First, they provide no evidence that all smokers are less productive in the workplace because they are suffering withdrawal symptoms that affect their performance. Although it may not have occurred to these authors, everyone is different and so are smokers. The response to short-term nicotine withdrawal and its effects are not the same in every smoker and do not necessarily translate into decreased productivity. Smokers have many different patterns of smoking and some do not smoke during the workday anyway. Others are able to work as productively or more productively than their nonsmoking counterparts. The argument simply doesn't hold water and even if it is true that some smokers suffer withdrawal symptoms that affect their performance, that is no justification for refusing to hire all smokers.
This type of reasoning is in fact quite dangerous. It is precisely the kind of reasoning that has in many cases led to intolerable forms of racism, sexism, and other forms of discrimination in the workplace. It needs to be rejected outright.
Second, Berman and Crane defend smoker-free workplace policies against employee privacy concerns by arguing that employers will provide all the smoking cessation resources necessary and will not fire employees if they are making sincere efforts to quit smoking. However, this argument completely destroys their case. After all, they argue that smoker-free workplace policies are necessary specifically because smokers are costing more money in health care expenditures. Thus, it should not matter whether the smoker is making a sincere effort to quit or not. If he or she is smoking, he is costing more money. If the primary concern is indeed whether the employee is trying to quit, then the rationale for the policy is not financial, it is purely moral. Smoking cannot be tolerated but it is acceptable as long as the employee is making a sincere effort to quit. In other words, what the authors are revealing is their real attitude: that the problem is smokers who enjoy smoking and want to continue doing so.
This is, in other words, all about lifestyle disapproval when it really comes down to it. Berman and Crane so readily dismiss the financial justification for these policies when push comes to shove. What underlies their support for these policies, ultimately, appears to be a disdain for the smoker -- or at least for the smoker who doesn't want to quit smoking.
I find it very instructive and revealing to actually take the time to read the justification provided by anti-smoking advocates for smoker-free workplace policies and their defense against arguments made in opposition to these policies. When pushed, it becomes apparent that the issue for them really comes down to an intolerance or disapproval for the lifestyle decision of the smoker.
This is also why anti-smoking advocates so quickly turn away from the argument that these policies would also justify refusing to hire overweight people or people who are not physically active or in poor shape. For these advocates, those behaviors - though unhealthy - are not intolerable or distasteful.
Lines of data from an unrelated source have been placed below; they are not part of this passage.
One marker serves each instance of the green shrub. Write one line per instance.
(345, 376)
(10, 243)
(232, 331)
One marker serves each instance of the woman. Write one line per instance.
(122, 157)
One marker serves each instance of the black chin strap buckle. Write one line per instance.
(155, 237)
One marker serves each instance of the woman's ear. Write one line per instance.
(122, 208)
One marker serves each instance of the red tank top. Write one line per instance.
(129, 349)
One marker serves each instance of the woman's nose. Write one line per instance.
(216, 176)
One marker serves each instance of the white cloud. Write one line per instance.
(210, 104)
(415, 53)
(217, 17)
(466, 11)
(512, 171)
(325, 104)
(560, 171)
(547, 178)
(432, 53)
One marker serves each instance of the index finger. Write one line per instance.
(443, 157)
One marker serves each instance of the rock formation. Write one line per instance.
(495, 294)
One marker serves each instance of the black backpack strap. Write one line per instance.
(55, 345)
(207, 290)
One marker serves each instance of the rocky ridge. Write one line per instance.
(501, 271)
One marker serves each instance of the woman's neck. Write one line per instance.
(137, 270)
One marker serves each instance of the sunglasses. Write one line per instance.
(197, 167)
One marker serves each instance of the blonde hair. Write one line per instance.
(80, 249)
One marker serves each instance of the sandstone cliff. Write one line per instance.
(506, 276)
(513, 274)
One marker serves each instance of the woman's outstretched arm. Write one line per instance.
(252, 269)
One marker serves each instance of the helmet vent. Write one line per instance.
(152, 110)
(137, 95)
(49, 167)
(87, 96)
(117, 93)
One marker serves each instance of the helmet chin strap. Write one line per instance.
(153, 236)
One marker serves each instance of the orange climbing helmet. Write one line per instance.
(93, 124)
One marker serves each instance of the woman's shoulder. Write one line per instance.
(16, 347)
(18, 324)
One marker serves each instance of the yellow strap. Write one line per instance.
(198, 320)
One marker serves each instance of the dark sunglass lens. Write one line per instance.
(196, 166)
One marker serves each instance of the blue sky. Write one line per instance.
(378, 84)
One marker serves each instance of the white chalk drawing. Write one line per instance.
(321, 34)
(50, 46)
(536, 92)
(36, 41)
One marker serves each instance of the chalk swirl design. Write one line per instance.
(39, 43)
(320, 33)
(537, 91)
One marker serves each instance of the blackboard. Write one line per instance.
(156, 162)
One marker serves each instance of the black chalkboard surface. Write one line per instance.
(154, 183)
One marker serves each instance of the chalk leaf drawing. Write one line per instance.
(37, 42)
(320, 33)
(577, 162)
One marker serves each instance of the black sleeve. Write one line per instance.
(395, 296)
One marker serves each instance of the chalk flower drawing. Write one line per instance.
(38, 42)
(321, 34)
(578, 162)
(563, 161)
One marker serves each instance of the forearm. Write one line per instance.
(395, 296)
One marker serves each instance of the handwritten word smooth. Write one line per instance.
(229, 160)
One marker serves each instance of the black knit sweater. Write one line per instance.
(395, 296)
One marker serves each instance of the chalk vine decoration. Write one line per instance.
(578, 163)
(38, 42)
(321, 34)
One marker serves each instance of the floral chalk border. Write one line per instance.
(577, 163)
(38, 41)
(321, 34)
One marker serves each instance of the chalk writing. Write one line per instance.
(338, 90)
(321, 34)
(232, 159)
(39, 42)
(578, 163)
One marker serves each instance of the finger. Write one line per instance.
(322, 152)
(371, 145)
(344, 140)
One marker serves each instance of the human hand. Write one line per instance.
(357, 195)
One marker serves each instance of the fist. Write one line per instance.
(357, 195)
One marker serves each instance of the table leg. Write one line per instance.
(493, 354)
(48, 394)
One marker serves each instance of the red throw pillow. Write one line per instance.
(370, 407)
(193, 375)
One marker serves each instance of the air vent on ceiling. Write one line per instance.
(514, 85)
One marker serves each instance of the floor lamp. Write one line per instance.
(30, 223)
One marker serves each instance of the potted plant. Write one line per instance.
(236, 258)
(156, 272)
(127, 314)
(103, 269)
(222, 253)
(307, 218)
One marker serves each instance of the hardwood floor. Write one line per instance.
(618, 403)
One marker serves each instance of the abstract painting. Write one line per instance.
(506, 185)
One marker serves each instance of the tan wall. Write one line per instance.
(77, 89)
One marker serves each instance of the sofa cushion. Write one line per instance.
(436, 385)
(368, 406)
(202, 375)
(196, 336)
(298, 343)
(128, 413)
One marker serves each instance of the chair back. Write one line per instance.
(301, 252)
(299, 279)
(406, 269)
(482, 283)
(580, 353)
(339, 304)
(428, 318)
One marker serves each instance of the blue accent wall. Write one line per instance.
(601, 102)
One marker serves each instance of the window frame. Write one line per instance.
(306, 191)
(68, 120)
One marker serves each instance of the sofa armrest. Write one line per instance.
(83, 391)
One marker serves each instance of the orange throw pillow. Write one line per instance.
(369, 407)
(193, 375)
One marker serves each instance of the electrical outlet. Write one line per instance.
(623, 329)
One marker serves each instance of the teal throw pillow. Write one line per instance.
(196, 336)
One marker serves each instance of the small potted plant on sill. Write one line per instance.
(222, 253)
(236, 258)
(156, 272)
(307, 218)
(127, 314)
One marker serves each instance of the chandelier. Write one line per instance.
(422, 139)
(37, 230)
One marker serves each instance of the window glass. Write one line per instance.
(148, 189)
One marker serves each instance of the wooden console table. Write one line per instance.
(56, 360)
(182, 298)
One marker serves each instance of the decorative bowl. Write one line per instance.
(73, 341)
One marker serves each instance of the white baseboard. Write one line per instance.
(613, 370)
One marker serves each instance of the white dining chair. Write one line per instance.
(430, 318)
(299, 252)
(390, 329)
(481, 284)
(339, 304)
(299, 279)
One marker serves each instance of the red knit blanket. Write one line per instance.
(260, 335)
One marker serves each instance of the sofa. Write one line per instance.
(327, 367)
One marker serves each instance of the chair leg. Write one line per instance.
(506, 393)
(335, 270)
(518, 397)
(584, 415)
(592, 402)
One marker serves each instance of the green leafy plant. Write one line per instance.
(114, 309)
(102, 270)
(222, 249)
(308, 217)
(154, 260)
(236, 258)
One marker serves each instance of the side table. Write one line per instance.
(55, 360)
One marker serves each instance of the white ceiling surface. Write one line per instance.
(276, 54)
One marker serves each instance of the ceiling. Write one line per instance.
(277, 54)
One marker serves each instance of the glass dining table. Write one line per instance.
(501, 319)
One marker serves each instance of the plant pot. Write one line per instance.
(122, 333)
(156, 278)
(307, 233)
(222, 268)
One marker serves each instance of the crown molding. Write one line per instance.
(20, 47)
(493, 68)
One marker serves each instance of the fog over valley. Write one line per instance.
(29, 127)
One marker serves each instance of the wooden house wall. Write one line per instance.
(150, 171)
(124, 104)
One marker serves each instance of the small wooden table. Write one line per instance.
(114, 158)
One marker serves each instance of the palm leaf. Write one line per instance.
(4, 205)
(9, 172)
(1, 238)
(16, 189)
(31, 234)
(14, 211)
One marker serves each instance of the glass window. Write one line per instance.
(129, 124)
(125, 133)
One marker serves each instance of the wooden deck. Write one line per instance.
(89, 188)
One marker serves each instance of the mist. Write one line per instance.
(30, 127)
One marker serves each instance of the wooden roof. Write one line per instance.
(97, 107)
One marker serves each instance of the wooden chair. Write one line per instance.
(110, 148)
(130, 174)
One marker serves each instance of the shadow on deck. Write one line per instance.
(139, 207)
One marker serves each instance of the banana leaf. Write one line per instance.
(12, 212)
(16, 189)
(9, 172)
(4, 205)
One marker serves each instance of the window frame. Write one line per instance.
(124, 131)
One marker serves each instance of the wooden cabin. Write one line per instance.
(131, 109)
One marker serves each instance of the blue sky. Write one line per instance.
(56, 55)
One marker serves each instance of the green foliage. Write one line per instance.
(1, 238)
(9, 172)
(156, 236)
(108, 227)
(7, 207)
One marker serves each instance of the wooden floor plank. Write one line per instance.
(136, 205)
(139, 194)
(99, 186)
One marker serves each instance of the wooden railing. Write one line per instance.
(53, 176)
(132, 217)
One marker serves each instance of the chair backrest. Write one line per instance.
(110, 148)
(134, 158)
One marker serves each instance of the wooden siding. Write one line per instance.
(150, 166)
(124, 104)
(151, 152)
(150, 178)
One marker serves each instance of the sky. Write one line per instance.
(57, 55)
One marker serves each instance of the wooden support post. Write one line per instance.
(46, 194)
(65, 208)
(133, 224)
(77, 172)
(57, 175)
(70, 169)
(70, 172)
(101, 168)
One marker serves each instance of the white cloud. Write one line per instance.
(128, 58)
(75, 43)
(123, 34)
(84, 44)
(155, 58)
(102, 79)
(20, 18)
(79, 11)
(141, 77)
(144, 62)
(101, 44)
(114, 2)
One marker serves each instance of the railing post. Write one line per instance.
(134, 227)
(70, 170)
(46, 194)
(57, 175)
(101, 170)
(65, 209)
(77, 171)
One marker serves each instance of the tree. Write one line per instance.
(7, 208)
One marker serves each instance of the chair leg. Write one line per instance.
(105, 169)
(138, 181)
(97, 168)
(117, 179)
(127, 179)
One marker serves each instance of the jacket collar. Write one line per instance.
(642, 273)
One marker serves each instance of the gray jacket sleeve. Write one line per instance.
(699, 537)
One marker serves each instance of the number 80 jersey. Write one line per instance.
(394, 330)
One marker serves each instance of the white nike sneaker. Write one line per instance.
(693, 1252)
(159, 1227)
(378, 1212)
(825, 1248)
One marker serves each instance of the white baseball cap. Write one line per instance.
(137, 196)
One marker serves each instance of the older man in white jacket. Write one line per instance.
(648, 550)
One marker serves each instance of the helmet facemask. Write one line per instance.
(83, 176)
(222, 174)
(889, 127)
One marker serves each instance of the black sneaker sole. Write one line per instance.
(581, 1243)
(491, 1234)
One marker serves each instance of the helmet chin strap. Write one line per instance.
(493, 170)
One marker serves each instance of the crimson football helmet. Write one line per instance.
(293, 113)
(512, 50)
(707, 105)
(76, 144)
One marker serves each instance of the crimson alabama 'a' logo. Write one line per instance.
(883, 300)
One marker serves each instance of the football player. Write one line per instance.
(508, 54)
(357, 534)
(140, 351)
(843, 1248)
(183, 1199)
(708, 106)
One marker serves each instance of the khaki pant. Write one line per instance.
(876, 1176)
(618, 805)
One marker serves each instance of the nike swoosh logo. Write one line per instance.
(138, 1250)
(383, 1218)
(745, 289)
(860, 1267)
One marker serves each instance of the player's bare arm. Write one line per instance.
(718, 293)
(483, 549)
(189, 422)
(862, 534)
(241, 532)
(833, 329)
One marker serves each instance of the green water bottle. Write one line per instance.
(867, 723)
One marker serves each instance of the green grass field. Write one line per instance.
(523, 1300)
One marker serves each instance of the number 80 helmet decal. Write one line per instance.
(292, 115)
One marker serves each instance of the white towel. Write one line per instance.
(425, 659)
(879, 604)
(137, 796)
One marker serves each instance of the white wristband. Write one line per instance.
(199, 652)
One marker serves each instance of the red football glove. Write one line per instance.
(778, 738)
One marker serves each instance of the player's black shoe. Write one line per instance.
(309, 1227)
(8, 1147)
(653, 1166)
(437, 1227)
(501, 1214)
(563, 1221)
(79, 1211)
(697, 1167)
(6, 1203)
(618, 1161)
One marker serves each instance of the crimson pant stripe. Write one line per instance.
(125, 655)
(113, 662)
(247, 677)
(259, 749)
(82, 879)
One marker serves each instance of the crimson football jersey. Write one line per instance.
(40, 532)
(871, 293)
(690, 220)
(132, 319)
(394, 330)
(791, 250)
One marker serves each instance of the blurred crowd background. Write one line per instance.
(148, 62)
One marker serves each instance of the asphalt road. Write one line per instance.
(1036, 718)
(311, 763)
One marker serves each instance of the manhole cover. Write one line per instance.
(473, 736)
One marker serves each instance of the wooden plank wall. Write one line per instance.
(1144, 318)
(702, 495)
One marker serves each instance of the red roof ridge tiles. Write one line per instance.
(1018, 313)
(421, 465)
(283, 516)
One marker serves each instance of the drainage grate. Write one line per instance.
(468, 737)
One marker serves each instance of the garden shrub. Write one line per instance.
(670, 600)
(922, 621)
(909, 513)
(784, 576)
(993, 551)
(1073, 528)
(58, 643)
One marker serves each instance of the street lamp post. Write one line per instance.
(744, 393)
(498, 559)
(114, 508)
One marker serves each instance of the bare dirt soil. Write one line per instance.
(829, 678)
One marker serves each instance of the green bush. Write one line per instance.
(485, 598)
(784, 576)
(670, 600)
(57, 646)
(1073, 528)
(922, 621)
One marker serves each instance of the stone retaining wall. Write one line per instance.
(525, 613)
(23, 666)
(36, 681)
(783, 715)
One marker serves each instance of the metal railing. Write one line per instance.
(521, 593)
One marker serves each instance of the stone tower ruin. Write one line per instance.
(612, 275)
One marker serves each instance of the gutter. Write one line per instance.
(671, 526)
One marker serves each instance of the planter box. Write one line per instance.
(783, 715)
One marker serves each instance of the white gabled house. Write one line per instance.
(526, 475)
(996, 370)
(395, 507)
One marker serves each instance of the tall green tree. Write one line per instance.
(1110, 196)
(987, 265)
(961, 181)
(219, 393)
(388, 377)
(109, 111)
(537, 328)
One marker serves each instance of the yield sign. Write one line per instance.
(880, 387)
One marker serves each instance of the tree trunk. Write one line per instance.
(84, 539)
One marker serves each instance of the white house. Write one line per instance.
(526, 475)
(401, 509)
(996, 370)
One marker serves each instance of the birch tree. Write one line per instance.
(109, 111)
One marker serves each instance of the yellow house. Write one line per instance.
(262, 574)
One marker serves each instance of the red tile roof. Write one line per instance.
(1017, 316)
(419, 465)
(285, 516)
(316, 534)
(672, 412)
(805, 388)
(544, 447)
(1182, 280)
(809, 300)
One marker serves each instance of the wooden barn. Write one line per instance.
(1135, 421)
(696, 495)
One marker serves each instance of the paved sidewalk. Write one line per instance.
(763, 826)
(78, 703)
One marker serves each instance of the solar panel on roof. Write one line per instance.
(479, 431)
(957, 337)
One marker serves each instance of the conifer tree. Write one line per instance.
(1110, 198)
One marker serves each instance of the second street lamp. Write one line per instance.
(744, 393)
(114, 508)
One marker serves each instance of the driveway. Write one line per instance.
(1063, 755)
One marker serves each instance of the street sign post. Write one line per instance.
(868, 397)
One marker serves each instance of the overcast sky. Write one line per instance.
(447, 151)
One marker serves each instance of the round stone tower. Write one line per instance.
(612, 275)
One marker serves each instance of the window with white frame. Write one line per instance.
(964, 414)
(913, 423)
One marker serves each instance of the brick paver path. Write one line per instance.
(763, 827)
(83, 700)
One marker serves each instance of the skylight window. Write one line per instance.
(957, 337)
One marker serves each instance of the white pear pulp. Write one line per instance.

They are just unhealthy. There is no moral character issue with them. But not so with smoking. It is not just an unhealthy behavior. It is a defect in moral character. And that is why it is intolerable.
The rest of the story is that when you really get down to the bottom of this debate, the support of anti-smoking groups for smoker-free workplace policies really comes down to intolerance of smokers and distaste for the lifestyle decision to be a smoker. Being obese is also unhealthy and leads to arguably greater health care costs for the employer, but it is not a sign of moral depravity. Thus, these advocates are not calling for employers to refuse to hire obese individuals as well. Only smoking is to be targeted because the smoker is an individual with a moral defect that needs to be repaired.
As long as the smoker desires to quit, then that moral defect is reparable and the smoker can once again be tolerated in the workforce. But a smoker who doesn't desire to quit or who doesn't make a sincere effort to do so is irredeemably defective and we can justify removing that person from the workforce.